Q: Tell me about this body. How many hours a week do you spend on it? Jeremy Borash, host of “Impact Wrestling” on Destination America and Minnesota guy, told me you make people exercise when they roll with you.

A: My whole team has the mantra, “You have to work out every day.” Justin, just before we left Philadelphia this morning, we went to the gym today at 7 o’clock. Justin recently got married and he lost 25 pounds. I’m a big advocate of getting kids to cook, kids to work out and families together. And food and fitness is one of those things that go naturally. I don’t mean you have to go to a gym and work out.

 

Q: A Jeremy Borash story, please?

A: Yes. I actually watched him fall off a stage in Pennsylvania. And if you go on YouTube folks, it’s really good. All of a sudden he falls into the audience. He just lost his footing and I almost wet myself. It was that funny. [Less hysterical for Borash who told me via a direct Twitter message “I got bruised up pretty good!”]

 

Q: You’ll work people out anywhere, I’ve heard.

A: We were in Afghanistan and we did a circuit with Air Force guys. Three laps, carrying tires. Crazy. If you work out, you can eat these amazing shakes here.

 

Q: You’re married to a pro wrestler?

A: Gail Kim. She works with JB [Borash] at “Impact Wrestling.” She’s pretty awesome.

 

Q: What is the strangest place you’ve ever wrestled with her?

A: Made whoopee?

 

Q: I was trying to be subtle.

A: No weird places. Nothing exciting.

 

Q: Was talking to a friend whose husband came home and when she kissed him she said, You’ve been eating chocolate and you’re not supposed to eat that.

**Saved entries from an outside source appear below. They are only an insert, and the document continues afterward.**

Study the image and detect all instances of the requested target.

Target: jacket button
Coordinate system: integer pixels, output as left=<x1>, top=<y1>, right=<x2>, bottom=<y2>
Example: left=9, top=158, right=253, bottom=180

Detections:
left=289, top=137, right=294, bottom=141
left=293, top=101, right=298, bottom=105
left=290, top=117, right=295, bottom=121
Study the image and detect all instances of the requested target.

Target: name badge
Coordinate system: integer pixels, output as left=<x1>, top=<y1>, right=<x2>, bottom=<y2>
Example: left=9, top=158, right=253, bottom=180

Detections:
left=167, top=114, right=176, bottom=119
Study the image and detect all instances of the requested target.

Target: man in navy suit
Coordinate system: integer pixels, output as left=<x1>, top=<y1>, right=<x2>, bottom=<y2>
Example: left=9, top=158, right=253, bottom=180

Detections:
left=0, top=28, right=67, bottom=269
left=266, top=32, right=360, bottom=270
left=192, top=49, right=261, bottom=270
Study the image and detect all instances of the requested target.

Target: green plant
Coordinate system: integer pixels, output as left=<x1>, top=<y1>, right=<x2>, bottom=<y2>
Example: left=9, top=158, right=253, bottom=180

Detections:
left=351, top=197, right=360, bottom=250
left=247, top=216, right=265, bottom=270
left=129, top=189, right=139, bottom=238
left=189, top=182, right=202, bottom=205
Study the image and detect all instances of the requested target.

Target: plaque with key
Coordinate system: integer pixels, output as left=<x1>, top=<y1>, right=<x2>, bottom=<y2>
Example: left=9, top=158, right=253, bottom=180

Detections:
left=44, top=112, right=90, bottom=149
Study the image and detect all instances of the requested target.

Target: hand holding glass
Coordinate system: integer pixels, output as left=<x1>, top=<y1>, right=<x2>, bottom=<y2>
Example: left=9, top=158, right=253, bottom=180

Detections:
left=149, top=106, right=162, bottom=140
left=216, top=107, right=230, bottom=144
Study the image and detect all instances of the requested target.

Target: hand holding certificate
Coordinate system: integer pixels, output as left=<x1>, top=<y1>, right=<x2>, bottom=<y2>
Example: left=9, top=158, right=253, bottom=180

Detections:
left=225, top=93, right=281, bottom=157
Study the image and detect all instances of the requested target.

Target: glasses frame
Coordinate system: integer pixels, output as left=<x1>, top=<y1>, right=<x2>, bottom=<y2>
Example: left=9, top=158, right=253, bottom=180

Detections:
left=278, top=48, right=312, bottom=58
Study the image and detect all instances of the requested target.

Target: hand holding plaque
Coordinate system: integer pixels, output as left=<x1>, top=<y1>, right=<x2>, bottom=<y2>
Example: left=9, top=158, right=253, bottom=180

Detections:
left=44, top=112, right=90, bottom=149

Do you ever avoid kissing your wife because of what you’ve been eating?

A: No, because I eat anything with anything and she’s the same. Sometimes she’ll eat a lot more Sriracha than I will. She’s a Sriracha Queen. She loves spice more than I do.

 

Q: Three celebrities you’d like to be in a band with some day?

A: Oh my God, look at that, on the spot. Brannon Braga from the real Star Trek, Tom Hanks and Gary Sinise. Now THAT’S a band! Oh yeah, and I could be the singer. I would suck at it but they’d be good with music.

 

Q: What chef doesn’t return your phone calls?

A: There is not a chef who won’t return my phone calls. I’m lucky, I get to do my show around the country. I cook with our military 150 days a year, traveling the globe so when I ask … I just asked Rachael Ray if she would do something with me and she’s like, Whatever you want. Military and kids, she’s big into that.

Q: What’s something in the kitchen you wait until the last minute to do because you hate it?

A: I would say do dishes. A chef cooks and cleans as they go. But there’s always the end piece, when you’ve [decided to eat the meal] relax and then go back afterward [to clean] Sometimes afterward [becomes] ‘til tomorrow morning.

 

Q: Who talks faster, you, Steve or “Bizarre” food authority Andrew Zimmern?

A: Steve. Steven Schussler. Absolutely. He buries me literally 5 words to my 1. And he never comes up for air. I think that has to do with his creativity. It’s not his age. Creative people go [and he’s making a noise like a garbage disposal].

 

Q: I don’t think you’re as grumpy as Gordon

A: Ramsey? No. I think his is somewhat of an act.

 

Q: That was my next question.

A: I don’t think he’s always grumpy because I’ve heard great stories about his people staying with him forever. I know “Restaurant: Impossible” is successful as a show. I don’t know what his numbers are.

 

Q: OK, I need you guys to flex so I can see whose muscles are bigger.

A: That’s the weak arm. Look at that arm. You want Casualty or Cemetery?